В ее воображении встал красивый отец Анельки, и теперь она уже без колебаний решила ухаживать за больной. Ведь это его ребенок, она это сделает для него!

Кучер, замотав вожжи, спустился с козел торжественно, как небожитель, сошедший с небес в нашу юдоль слез, и, по привычке всех кучеров, сложил руки на животе. Кшыстоф подошел к нему, поглаживая холеными пальцами свои английские бакенбарды.

— Вот так имение! — сказал кучер презрительно, кивком головы указывая на облезлую избу.

Кшыстоф с высокомерным состраданием поднял брови и, уставившись на одну из блестящих пуговиц его ливреи, сказал:

— Судьба играет человеком, как хочет! Верите ли, я здесь чувствую себя заброшенным в какие-то Гималаи!

— Вы, наверное, здорово скучаете по Варшаве?

Пан Кшыстоф махнул рукой.

— И по Парижу, Вене и так далее! Но что поделаешь? Вот бывший мой пан сейчас в Африке. Если он может жить там, так я могу жить здесь.

Наступило молчание.

— И стоит нашей пани гоняться за таким помещиком! — Кучер подбородком указал на хлев.

Но Кшыстоф возразил, подумав:

— Ну, не скажите… Правда, дела у него расстроены… но имя, связи, шик!

— Так, значит…

— Он настоящий пан! Княжеского рода… Если бы не он, я бросил бы эту службу. При нем я почувствую себя человеком: совсем другое положение, и от людей почет! У вас тоже будет тогда на пуговицах настоящий герб, а не какой-то там лев с факелом — ведь это же одна комедия!

— Ага! — промычал кучер.

— Так-то! — заключил пан Кшыстоф. — А пока до свиданья! Еду приготовить все к приему детей и разослать нарочных за докторами.

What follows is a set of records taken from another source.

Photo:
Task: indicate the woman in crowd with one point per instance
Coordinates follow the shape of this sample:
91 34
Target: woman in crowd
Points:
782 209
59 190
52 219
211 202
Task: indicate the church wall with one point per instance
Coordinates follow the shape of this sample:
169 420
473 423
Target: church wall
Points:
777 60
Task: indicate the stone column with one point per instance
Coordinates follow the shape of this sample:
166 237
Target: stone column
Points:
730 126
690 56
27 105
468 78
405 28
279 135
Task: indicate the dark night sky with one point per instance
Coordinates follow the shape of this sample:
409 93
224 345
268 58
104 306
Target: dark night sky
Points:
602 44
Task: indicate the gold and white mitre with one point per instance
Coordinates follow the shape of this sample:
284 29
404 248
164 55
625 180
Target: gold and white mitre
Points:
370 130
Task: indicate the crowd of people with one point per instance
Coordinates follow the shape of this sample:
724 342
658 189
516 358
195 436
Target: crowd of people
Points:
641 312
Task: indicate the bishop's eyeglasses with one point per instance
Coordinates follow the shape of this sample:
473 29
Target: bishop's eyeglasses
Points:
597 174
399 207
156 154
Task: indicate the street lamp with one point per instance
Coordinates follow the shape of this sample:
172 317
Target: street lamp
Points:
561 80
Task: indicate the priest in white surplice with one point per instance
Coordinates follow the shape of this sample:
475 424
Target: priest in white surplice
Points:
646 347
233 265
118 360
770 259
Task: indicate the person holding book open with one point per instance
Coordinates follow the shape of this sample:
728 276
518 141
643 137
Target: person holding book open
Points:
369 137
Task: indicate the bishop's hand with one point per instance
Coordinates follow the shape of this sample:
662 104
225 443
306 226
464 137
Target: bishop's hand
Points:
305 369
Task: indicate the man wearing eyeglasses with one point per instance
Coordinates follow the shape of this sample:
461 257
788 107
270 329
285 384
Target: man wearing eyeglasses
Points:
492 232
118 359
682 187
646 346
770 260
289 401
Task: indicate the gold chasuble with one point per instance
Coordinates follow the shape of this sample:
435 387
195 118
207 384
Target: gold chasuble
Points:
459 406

Он дотронулся двумя пальцами до полей круглой шляпы.

— Адью! — отозвался кучер, уважительно кланяясь старшему товарищу.

Камердинер, шествуя медленно и важно, подошел к дому и, натягивая снятые минуту назад перчатки, крикнул вознице в бричке:

— Подавай!

Бричка подкатила с грохотом.

— Лети вовсю, хотя бы лошадей загнал! Только через плотину поезжай осторожно.